Bromeliads show just how clever they can be

Bromeliads line up to make the most of life in the trees.
Bromeliads line up to make the most of life in the trees.
Have your say

Not many people will have seen a bromeliad in this country; it’s not that the plants are shy and retiring, just that they don’t like the British climate – a bit like most Britons

If you want to see a bromeliad, you need to visit a tropical house. Or visit South America where the plants grow in huge numbers.

Such is their ability to make the most of what’s on offer, they can be found from sea level to more than 14,000 feet and in a wide variety of habitats from hot, dry deserts to moist rainforests and cool mountainous regions

Characteristically, the best-known bromeliads are shallow-rooted with flowers that are usually small and insignificant – and many live in trees. To be more precise, most live on trees where they thrive in bright light, shaded from direct summer sun and exist on decaying foliage and pooled water.

So these epiphytic varieties produce hard, wiry roots with which they anchor themselves into clefts between branches or onto the branches themselves and the trunks where they capture water and nutrients.

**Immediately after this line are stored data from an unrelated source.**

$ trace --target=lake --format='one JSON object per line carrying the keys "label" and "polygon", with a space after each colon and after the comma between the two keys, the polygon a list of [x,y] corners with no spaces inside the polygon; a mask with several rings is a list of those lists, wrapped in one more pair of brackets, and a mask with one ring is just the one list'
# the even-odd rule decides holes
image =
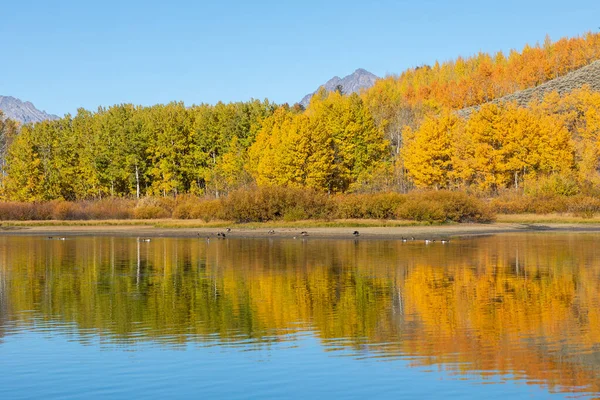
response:
{"label": "lake", "polygon": [[600,235],[0,237],[0,398],[600,396]]}

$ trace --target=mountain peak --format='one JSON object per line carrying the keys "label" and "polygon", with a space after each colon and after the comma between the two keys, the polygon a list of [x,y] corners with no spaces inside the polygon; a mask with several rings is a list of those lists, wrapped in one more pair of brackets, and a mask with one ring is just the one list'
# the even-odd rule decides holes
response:
{"label": "mountain peak", "polygon": [[56,115],[38,110],[30,101],[22,101],[12,96],[0,96],[0,110],[6,118],[23,124],[58,119]]}
{"label": "mountain peak", "polygon": [[[361,89],[367,89],[373,86],[377,79],[377,75],[372,74],[366,69],[358,68],[352,74],[347,75],[343,78],[340,78],[339,76],[334,76],[333,78],[328,80],[324,85],[319,86],[319,88],[324,87],[325,90],[327,90],[328,92],[332,92],[339,85],[341,85],[342,90],[346,94],[358,93]],[[304,107],[308,106],[308,103],[310,103],[310,99],[318,90],[319,89],[304,96],[304,98],[300,101],[300,104],[302,104]]]}

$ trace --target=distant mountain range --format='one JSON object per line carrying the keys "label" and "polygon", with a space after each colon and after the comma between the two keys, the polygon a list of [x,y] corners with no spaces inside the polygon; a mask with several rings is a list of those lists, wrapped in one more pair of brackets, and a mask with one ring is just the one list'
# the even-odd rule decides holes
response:
{"label": "distant mountain range", "polygon": [[40,111],[29,101],[21,101],[11,96],[0,96],[0,110],[4,116],[21,123],[41,122],[58,119],[58,116]]}
{"label": "distant mountain range", "polygon": [[[324,87],[328,92],[334,91],[338,85],[341,85],[342,91],[345,94],[350,93],[358,93],[361,89],[368,89],[375,84],[375,81],[379,79],[377,75],[370,73],[362,68],[357,69],[352,74],[340,78],[339,76],[334,76],[330,80],[327,81],[324,85],[319,86],[319,88]],[[319,89],[314,92],[307,94],[300,101],[304,107],[308,106],[310,103],[310,99],[312,96],[317,93]]]}

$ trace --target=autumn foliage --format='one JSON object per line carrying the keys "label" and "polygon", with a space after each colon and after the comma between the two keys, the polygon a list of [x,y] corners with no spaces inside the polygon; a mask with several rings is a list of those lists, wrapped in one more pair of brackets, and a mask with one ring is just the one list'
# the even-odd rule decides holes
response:
{"label": "autumn foliage", "polygon": [[[75,116],[20,129],[5,121],[0,195],[34,203],[136,199],[131,212],[136,218],[240,221],[320,218],[331,215],[336,195],[350,193],[373,196],[359,201],[364,211],[344,198],[339,215],[366,218],[410,214],[398,212],[401,197],[382,197],[389,201],[382,205],[374,194],[414,189],[480,197],[506,190],[532,197],[548,190],[559,197],[595,196],[600,93],[584,85],[533,97],[529,104],[490,101],[589,65],[600,59],[599,49],[598,34],[547,38],[508,55],[480,53],[410,69],[361,94],[321,90],[306,109],[268,100],[123,104],[80,109]],[[461,111],[475,105],[469,113]],[[296,203],[286,197],[294,190]],[[230,209],[260,208],[263,192],[283,202],[286,211],[277,206],[250,215],[220,209],[232,198],[237,203]],[[323,195],[331,198],[322,201]],[[213,202],[200,206],[186,196]],[[323,211],[315,211],[306,196],[321,202]],[[141,200],[160,197],[162,202]],[[411,218],[437,220],[433,208]]]}

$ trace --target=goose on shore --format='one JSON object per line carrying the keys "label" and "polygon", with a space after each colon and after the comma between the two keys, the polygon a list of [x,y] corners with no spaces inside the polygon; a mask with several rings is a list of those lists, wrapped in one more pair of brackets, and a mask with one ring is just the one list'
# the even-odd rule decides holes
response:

One study found 175,000 bromeliads per hectare (2.5 acres) in one forest. A wide variety of organisms takes advantage of the pools of water trapped by bromeliads. A study of 209 plants from the Ecuadorian lowlands identified 11,219 animals, representing more than 300 distinct species, many of which are found only on bromeliads.

Clever plants, epiphytic bromeliads.

Even more amazing are lithophyte bromeliads that live in or on rocks where they feed off nutrients from rainwater and nearby decaying plants, including their own dead tissue.

Very clever plants, lithophyte bromeliads.

And then there are the terrestrial bromeliads which keep their roots firmly on – and in – the ground. Not quite as clever, terrestrial bromeliads, but still successful.

The largest bromeliad is Puya raimondii, which reaches anything up to four metres in height tall and can produce a flower spike 10 metres tall.

Probably the most famous of all bromeliads is the pineapple, which Christopher Columbus discovered while sailing around the West Indies.

Very interesting plants, bromeliads.